Example config file:

{
    "MONGODB": {
        "db": "tucluster",
        "host": "127.0.0.1",
        "port": 27017
    },
    "MODEL_DATA_DIR": "/path/to/data/dir",
    "TUFLOW_PATH": "tuflow",
    "ANUGA_ENV": "anuga"
}

Here is an explanation of the keys in the above config:

MONGODB:

This defines the database connection details. When you installed mongodb, you should’ve created a database; in the above configuration we have called this “tucluster”. If you secured your database, you can add a "username" and "password" attribute after the "port"

MODEL_DATA_DIR:

This is path to the root directory to where all model data should be put. This is the user uploaded input data and the result data created by e.g. tuflow. Therefore, you should ensure there is enough space to support your modelling needs. All the nodes in your cluster need to be able to access this path, so you will typically use some form of distributed file system. You should choose a file system with the lowest possible latency and that is easily scaled as your model output grows.
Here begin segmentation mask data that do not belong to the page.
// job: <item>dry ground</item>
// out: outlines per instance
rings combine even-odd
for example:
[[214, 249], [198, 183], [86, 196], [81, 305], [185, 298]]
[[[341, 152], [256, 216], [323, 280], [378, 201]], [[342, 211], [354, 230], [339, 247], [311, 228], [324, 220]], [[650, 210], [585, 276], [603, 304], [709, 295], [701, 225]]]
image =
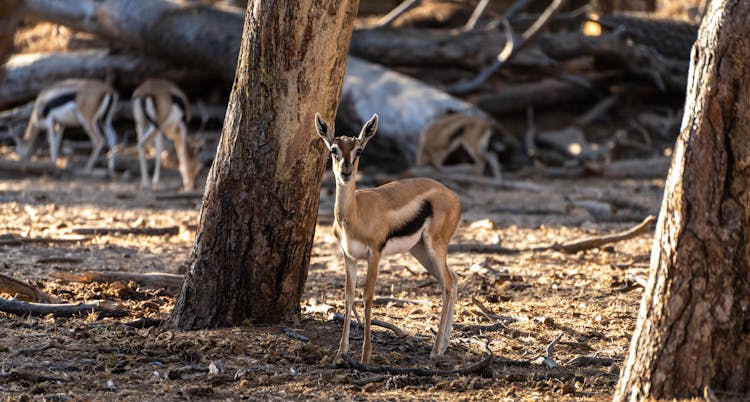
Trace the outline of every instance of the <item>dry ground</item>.
[[[174, 172], [168, 180], [178, 184]], [[663, 185], [532, 182], [538, 186], [533, 191], [454, 186], [464, 205], [454, 243], [523, 249], [623, 230], [657, 210]], [[330, 208], [331, 193], [330, 188], [321, 192], [321, 211]], [[585, 208], [599, 205], [592, 204], [595, 200], [621, 210], [609, 222], [596, 221]], [[486, 342], [495, 356], [492, 364], [469, 375], [364, 373], [332, 361], [341, 323], [331, 317], [343, 311], [343, 271], [326, 223], [316, 231], [302, 314], [282, 325], [194, 332], [132, 328], [123, 323], [167, 318], [174, 292], [133, 282], [81, 284], [48, 277], [54, 271], [178, 273], [191, 251], [199, 203], [158, 200], [123, 178], [0, 178], [0, 234], [54, 238], [79, 227], [180, 227], [171, 236], [98, 235], [72, 244], [0, 245], [1, 273], [31, 279], [65, 302], [103, 300], [130, 311], [124, 319], [0, 313], [0, 394], [9, 400], [118, 401], [611, 398], [642, 293], [633, 278], [647, 276], [651, 234], [577, 254], [451, 254], [449, 264], [460, 277], [455, 322], [474, 327], [454, 330], [447, 358], [438, 362], [429, 359], [440, 305], [435, 280], [411, 257], [385, 259], [376, 296], [393, 300], [380, 300], [374, 317], [407, 336], [375, 327], [371, 363], [459, 368], [481, 360]], [[489, 311], [482, 312], [480, 304]], [[362, 307], [358, 310], [361, 315]], [[497, 323], [504, 325], [476, 326]], [[557, 367], [535, 363], [559, 334]], [[362, 331], [354, 329], [355, 357], [361, 341]]]

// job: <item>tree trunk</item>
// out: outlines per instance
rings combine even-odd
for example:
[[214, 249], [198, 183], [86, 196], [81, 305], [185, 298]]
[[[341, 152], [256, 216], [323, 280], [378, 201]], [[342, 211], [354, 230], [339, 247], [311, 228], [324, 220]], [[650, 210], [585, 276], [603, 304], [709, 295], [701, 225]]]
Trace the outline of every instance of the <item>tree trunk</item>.
[[299, 314], [327, 156], [313, 120], [319, 111], [333, 121], [357, 5], [248, 5], [227, 118], [172, 326], [278, 322]]
[[5, 61], [10, 57], [13, 36], [23, 13], [23, 0], [3, 0], [0, 3], [0, 83], [5, 76]]
[[750, 392], [750, 2], [703, 19], [615, 401]]

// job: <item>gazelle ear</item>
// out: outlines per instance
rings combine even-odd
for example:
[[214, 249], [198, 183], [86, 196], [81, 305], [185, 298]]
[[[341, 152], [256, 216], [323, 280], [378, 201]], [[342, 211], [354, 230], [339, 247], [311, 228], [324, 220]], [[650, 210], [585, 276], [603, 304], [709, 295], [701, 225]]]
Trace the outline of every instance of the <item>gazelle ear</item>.
[[326, 147], [331, 148], [333, 145], [333, 133], [328, 127], [328, 123], [320, 116], [320, 113], [315, 113], [315, 131], [325, 141]]
[[376, 131], [378, 131], [377, 113], [373, 114], [372, 117], [370, 117], [370, 120], [367, 120], [367, 123], [362, 126], [362, 131], [359, 132], [359, 141], [362, 143], [363, 148], [365, 144], [367, 144], [367, 141], [370, 141], [370, 138], [375, 135]]

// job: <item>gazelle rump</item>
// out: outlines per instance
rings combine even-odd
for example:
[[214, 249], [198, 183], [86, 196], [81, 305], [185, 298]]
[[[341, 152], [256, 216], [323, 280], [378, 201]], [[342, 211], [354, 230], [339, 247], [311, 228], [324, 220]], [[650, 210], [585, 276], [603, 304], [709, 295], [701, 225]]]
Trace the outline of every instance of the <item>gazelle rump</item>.
[[45, 88], [36, 98], [29, 125], [18, 145], [19, 157], [24, 160], [31, 157], [39, 131], [44, 129], [49, 141], [50, 160], [57, 162], [65, 128], [80, 126], [93, 145], [86, 170], [93, 169], [106, 137], [110, 149], [107, 168], [112, 175], [115, 169], [112, 149], [117, 143], [112, 117], [117, 109], [117, 98], [117, 92], [110, 85], [94, 79], [67, 79]]
[[480, 116], [451, 113], [430, 124], [420, 137], [417, 163], [440, 170], [445, 159], [463, 147], [474, 161], [474, 173], [481, 176], [487, 163], [496, 178], [501, 177], [500, 162], [489, 150], [492, 122]]
[[145, 146], [153, 140], [156, 148], [152, 183], [156, 186], [161, 175], [161, 153], [164, 148], [162, 134], [174, 143], [177, 151], [182, 186], [195, 188], [195, 178], [201, 165], [198, 145], [188, 137], [187, 123], [190, 108], [187, 96], [168, 80], [149, 79], [133, 91], [131, 97], [133, 119], [138, 133], [138, 160], [141, 166], [141, 187], [148, 188], [148, 166]]
[[365, 123], [357, 137], [334, 137], [328, 123], [315, 115], [315, 128], [333, 159], [336, 203], [333, 232], [346, 263], [346, 314], [337, 357], [349, 351], [349, 325], [357, 279], [357, 261], [367, 260], [365, 333], [362, 362], [370, 360], [370, 319], [380, 258], [410, 252], [437, 278], [442, 290], [440, 324], [430, 357], [445, 353], [453, 323], [457, 277], [448, 267], [448, 243], [461, 219], [458, 196], [432, 179], [398, 180], [377, 188], [357, 190], [359, 156], [375, 135], [378, 116]]

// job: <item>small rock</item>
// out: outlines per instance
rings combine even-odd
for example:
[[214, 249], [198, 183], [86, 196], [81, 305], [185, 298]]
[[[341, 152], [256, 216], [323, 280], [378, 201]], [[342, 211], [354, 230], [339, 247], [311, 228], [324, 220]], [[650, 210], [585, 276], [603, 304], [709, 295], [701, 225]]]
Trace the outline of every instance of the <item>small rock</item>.
[[227, 368], [224, 366], [224, 363], [220, 361], [211, 362], [211, 364], [208, 365], [209, 374], [224, 374], [226, 371]]

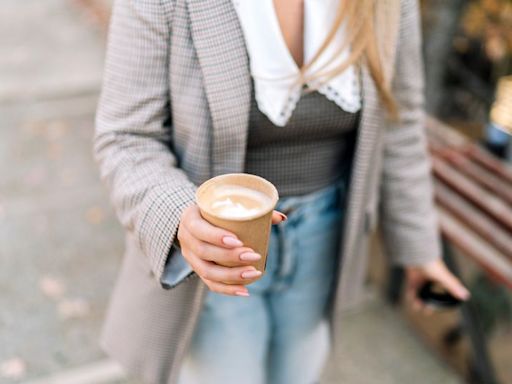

Once Tucluster is running, you should never interact directly with this folder. TuCluster will manage the storage, upload and download of files. Manually adding/removing files could cause exceptions in TuClusters’ execution.

TUFLOW_PATH:

Path to the Tuflow executable to use on each worker node. This implies that it should be the same on each node. If Tuflow is available globally on the system PATH, just enter the executable name

ANUGA_ENV:

Name of the conda environment in which ANUGA is installed.

Running TuCluster

You should use a production-ready web server such as GUnicorn to run tucluster. Running with GUnicorn is easy:

gunicorn tucluster.app

This will run tucluster on port 8000. You would normally configure a proxy such as NGinx to allow external requests.

You will then need to run the tucluster celery app on each worker node:

celery -A qflow worker -l info

Run the above command on each server which you wish to execute tuflow models (remember; you will need to install tucluster on each of these nodes aswell!).

You are now ready to start interacting with TuCluster

Note on Using ANUGA

Running python scripts on the server is potentially dangerous and you should ensure that your webserver runs as a non-root user and restrict its permissions. Essentially, the only place it needs to be able to write files is the directory you set as the MODEL_DATA_DIR in your configuration file.

Developers of ANUGA scripts should be aware of these restrictions and should set the datadir appropriately. The best advice here is to set it relative to the script file. E.g:

domain.set_datadir(os.path.dirname(__file__), 'results')

ANUGA scripts should also be carefully developed so they do not hang. E.g. causing the script to display a matplotlib figure or other GUI elements will prevent the script from terminating until the window has been manually closed. You should not do this! Any figures should be output directly to file.